Just before halftime, SKC leveled the match on a rocketed goal from Roger Espinoza. Dallas keeper Chris Seitz might wish he had a re-do on that one; it’s possible he could have gotten to the shot.

When Perez scored again to reassert Dallas’ lead, it appeared that he was offside—along with four of his teammates. The ref’s flag stayed down, and Perez buried his chance. A Dallas counter attack tore apart KC’s defense for a very legitimate third goal, finished off by Fabian Castillo.

SKC was given an apparent lifeline in the form of a 79th minute penalty kick. But Seitz made up for whatever he may have made earlier, saving Dom Dwyer’s attempt. 2015 has not started off well for Dwyer, who also missed chances in week one.

Dallas is the only team in MLS with two wins through two games. Both of those games have been at home, where they have been very tough despite lacking the big crowds of some other teams.
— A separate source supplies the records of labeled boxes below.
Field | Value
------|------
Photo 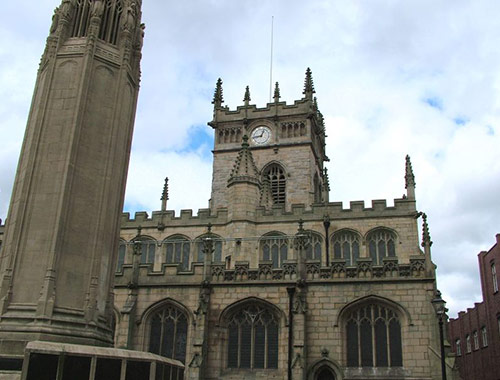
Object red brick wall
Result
[449,234,500,380]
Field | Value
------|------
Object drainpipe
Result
[286,286,295,380]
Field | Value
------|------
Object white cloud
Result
[0,0,500,315]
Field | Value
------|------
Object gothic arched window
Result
[366,228,396,265]
[136,237,156,264]
[227,304,279,368]
[149,305,188,363]
[196,235,222,263]
[332,230,360,265]
[116,240,127,272]
[306,233,323,260]
[345,304,403,367]
[163,236,191,270]
[263,164,286,205]
[260,232,288,268]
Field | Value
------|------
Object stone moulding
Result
[115,257,426,286]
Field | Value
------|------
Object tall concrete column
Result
[0,0,143,357]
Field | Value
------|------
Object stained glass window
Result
[149,305,188,363]
[227,305,279,368]
[346,304,403,367]
[164,236,191,270]
[366,229,396,265]
[332,230,360,265]
[260,233,288,268]
[263,164,286,205]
Chicago Fire 0-1 Vancouver Whitecaps

The Whitecaps took 18 shots on Saturday, and only the 18th found the back of the net. A poor clearance by Lovel Palmer fell to Steven Beitashour, who slid a pass across the box to Octavio Rivero. The Uruguayan’s finish put Vancouver ahead in 86th minute, and was his second goal in two games.
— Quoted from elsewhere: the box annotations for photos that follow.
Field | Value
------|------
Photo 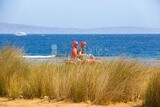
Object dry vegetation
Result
[0,46,160,107]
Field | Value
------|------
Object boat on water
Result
[15,32,27,36]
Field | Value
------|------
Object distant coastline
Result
[0,23,160,34]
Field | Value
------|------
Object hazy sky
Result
[0,0,160,28]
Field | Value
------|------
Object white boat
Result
[15,32,27,36]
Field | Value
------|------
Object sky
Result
[0,0,160,28]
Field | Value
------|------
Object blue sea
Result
[0,34,160,58]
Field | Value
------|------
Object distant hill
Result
[0,23,160,34]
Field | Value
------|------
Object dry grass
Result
[0,47,152,104]
[145,67,160,107]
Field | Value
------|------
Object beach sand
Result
[0,98,142,107]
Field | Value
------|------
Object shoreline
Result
[24,56,160,65]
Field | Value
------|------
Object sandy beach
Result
[0,98,141,107]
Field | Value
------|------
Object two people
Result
[71,41,94,60]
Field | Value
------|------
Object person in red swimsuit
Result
[71,41,78,59]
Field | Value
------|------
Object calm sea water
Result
[0,34,160,58]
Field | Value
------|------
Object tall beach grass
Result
[0,47,149,104]
[144,67,160,107]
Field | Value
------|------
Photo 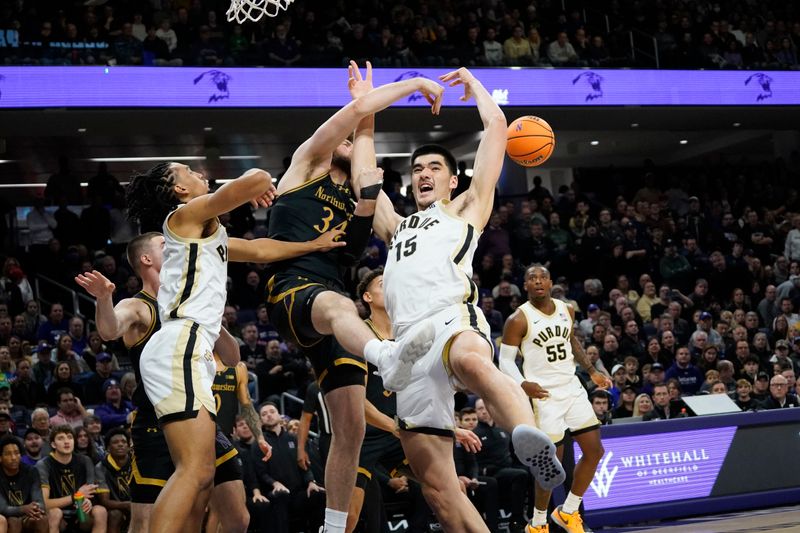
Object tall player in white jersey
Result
[351,68,565,532]
[126,163,344,533]
[500,264,612,533]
Despite their lack of goals, Chicago wasn’t entirely without threat. Vancouver began the game by wasting a few early chances, and the Fire were able to claw into the game as the first half progressed. David Ousted had to make a few big saves to keep things scoreless. But the Whitecaps regained control in the second half, and it was probably just that they ended up finding a winner.

The Fire and Revolution are the only teams in MLS who have failed to score a goal over two games. Likewise, they are the only two teams with two losses.